Forager: At unknown periods during the roughly two million year forager era, humanoids evolved reasoning and language. That is, we became able to think about and say many complex things to each other, including our reasons for and against claims.
Farmer: While the farming era lasted roughly 7 to 10 millennia, the first known writing was 5 millennia ago, and the first known math textbooks 4 millennia ago. About 2.5 millennia ago writing became widespread enough to induce major religious changes worldwide.
Industry: While the industry era has lasted roughly 16 to 24 decades, depending on how you count, the telegraph was developed 18 decades ago, and the wholesale switch from mechanical to digital electronic communication happened 4 to 6 decades ago. The idea of the computer was described 20 decades ago, the first digital computer was made 7 decades ago, and computers became widespread roughly 3 decades ago.
Note that innovations in calculation and communication were not independent, but instead intertwined with and enabled each other. Note also that these innovations did not change the growth rate of the world economy at the time; each era continued doubling at the same rate as before. But these innovations still seem essential to enabling the following era. It is hard to imagine farming before language and reasoning, nor industry before math and writing, nor ems before digital computers and communication.
This pattern weakly suggests that another pair of key innovations in calculation and communication may appear and then grow in importance across a wide middle of the em era. This era may only last a year or two in objective time, though typical ems may experience millennia during this time.
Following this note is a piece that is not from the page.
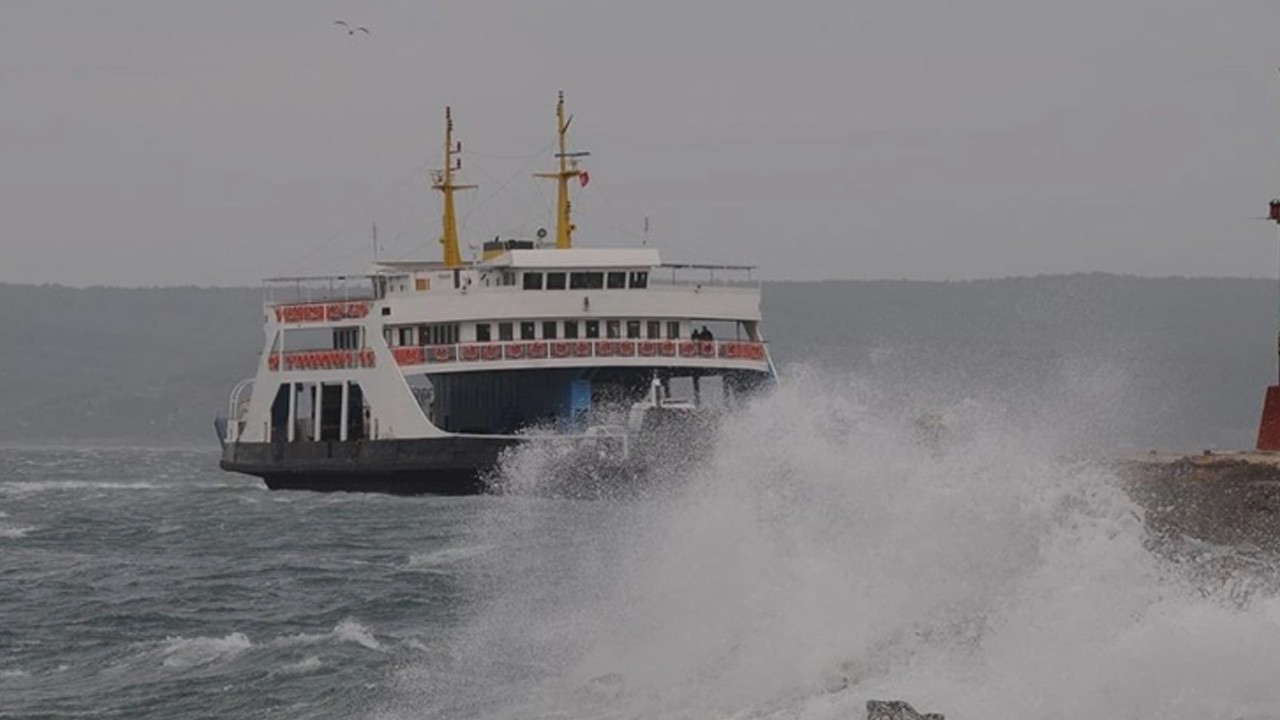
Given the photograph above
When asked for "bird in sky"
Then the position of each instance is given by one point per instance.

This innovation pair would be interdependent, not change the growth rate, and perhaps enable a new era to follow. I can think of two plausible candidates:
Ems might discover a better language for expressing and manipulating something like brain states. This could help ems to share their thoughts and use auxiliary hardware to help calculate useful thoughts.
Ems might develop analogues to combinatorial prediction markets, and thus better share beliefs and aggregate information on a wide range of topics.
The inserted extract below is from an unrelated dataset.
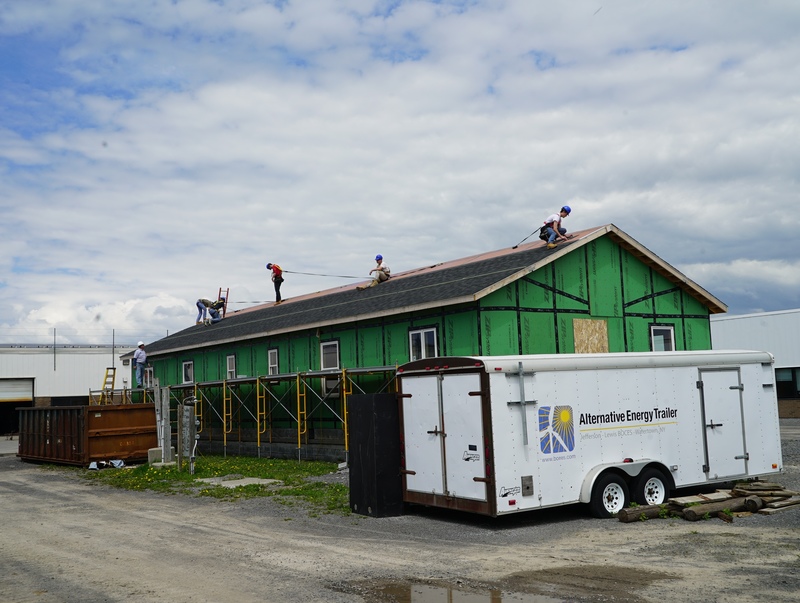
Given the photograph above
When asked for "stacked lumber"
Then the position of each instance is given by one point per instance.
(745, 498)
(Or maybe the innovation produces some combination of these.) Again, these are crude speculations based on a weak inference from a rough pattern in only three data points. But even so, they give us a vague hint about what an age after ems might look like. And such hints are actually pretty hard to find.
> more simple since it relates to objective reality though the experience is subjective.
Here is an example using brain states:
So far as you know what X brain looks like when it "observes" (brain state) Y (signature of the physical measurements we can sample from Y and operators for its behavior along boundary conditions) and what Z brain looks like when it observes Y Then in order to transfer what one saw you would generate some operator, Ym, that such that X -> Ym = Z and Z -> YM = X is true.
This might be a bit different if say, Z brain never observed Y, but I suppose that if Z brain has "observed" some sufficiently large amount of states previously, such that you could combine those observed states constructively/destructively in some way to form an approximate Z, observation for Y (this would be an operation who's output would be equal to the signature of the physical measurements of Y)
I think the risk should be evaluated on how "good" the approximation is compared to the cost of not getting anything at all.
> leading to loss of individuality.
Seeing the way most people live along our respective local conditions, I think most of our behavior of individuality is closer to operating based on some dominant pattern (i.e social norms) than a being operating distinctly from every 7 billion+ other beings.
Similar but more simple since it relates to objective reality though the experience is subjective. Much less risky than trying to share experience that may alter perception and thought. The impaired may welcome the removal of their impairment, but it may alter them in ways their prior selves would not prefer. Perhaps an evolution of thought would occur leading to a dominant pattern leading to loss of individuality.